Signed! What the heck is wrong with these people?

More details here: http://www.ems.org/nws/2004/11/09/epa_stalls_infan

...Thanks W - for nothin'!!


----------



## Skim (Jan 2, 2004)

the proposed study group is from FL, no?

When has the government EVER been reluctant to test on poor families, esp. in the south? I'm thinking Tuskeegee...

Again, they could use their own children. Or those from an affluent, educated background. Whatever. Why low income and low education?


----------



## GoodWillHunter (Mar 14, 2003)

I have absolutely no idea. It sickens me. Absolutely makes me so angry I could spit. On GWB. Idiot. Moron. Self serving bastard.


----------



## CryPixie83 (Jan 27, 2004)

Quote:


Originally Posted by *Skim*
the proposed study group is from FL, no?

When has the government EVER been reluctant to test on poor families, esp. in the south? I'm thinking Tuskeegee...

Again, they could use their own children. Or those from an affluent, educated background. Whatever. Why low income and low education?

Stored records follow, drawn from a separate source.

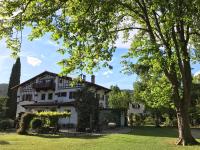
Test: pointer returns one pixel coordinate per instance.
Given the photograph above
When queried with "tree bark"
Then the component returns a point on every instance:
(184, 131)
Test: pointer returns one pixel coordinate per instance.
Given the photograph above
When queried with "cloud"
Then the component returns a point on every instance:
(197, 73)
(107, 73)
(33, 61)
(53, 43)
(120, 41)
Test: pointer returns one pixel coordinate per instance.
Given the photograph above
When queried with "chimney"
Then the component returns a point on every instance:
(93, 78)
(84, 77)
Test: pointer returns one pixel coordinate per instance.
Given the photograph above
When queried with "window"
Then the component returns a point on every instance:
(27, 97)
(68, 110)
(135, 106)
(50, 96)
(98, 96)
(63, 94)
(43, 96)
(71, 95)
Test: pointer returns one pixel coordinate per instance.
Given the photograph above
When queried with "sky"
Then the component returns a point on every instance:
(40, 55)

Why? Because it's much easier to bribe those who have nothing. Educated, well-off families would have no reason to even consider something so rediculous, whereas poor, less educated families on welfare who are doing good to keep food on the table have an immediate need for the money being offered. The EPA tells them there's only a "slight" chance of the tsts being detrimental to their child's health and because they're uneducated they take it to heart, trusting that their own government would never harm their babes. It's underhanded and dishonest and just plain sick... must be American government.


----------



## Hera (Feb 4, 2002)

I agree that this is awful, and I did sign the petition, but I notice that it says:

Quote:

Important Note on Participants of Study: The study layout does not require that participants increase their chemical use, but does mandate that chosen applicants will need to demonstrate that they do regularly use toxic chemicals in and around the home. The concern here is that low income applicants may increase their toxic chemical use for the sake of applying and being eligible for the funding.
Pretty gross. People should be encouraged to use not-toxic methods, not paid to use nasty ones. Of course the results will either favor the manufacturers or we will never hear them.


----------



## lunamomma (Mar 10, 2004)

OMG








This is disgusting!







I feel like























I will sign the petition now! Thanks for the website!


----------



## PikkuMyy (Mar 26, 2004)

Quote:


Originally Posted by *daylily*
I was just planning to post this. I learned about it in an email I got from the Organic Consumers Organization--a group I don't know very much about. Planning to do a little research.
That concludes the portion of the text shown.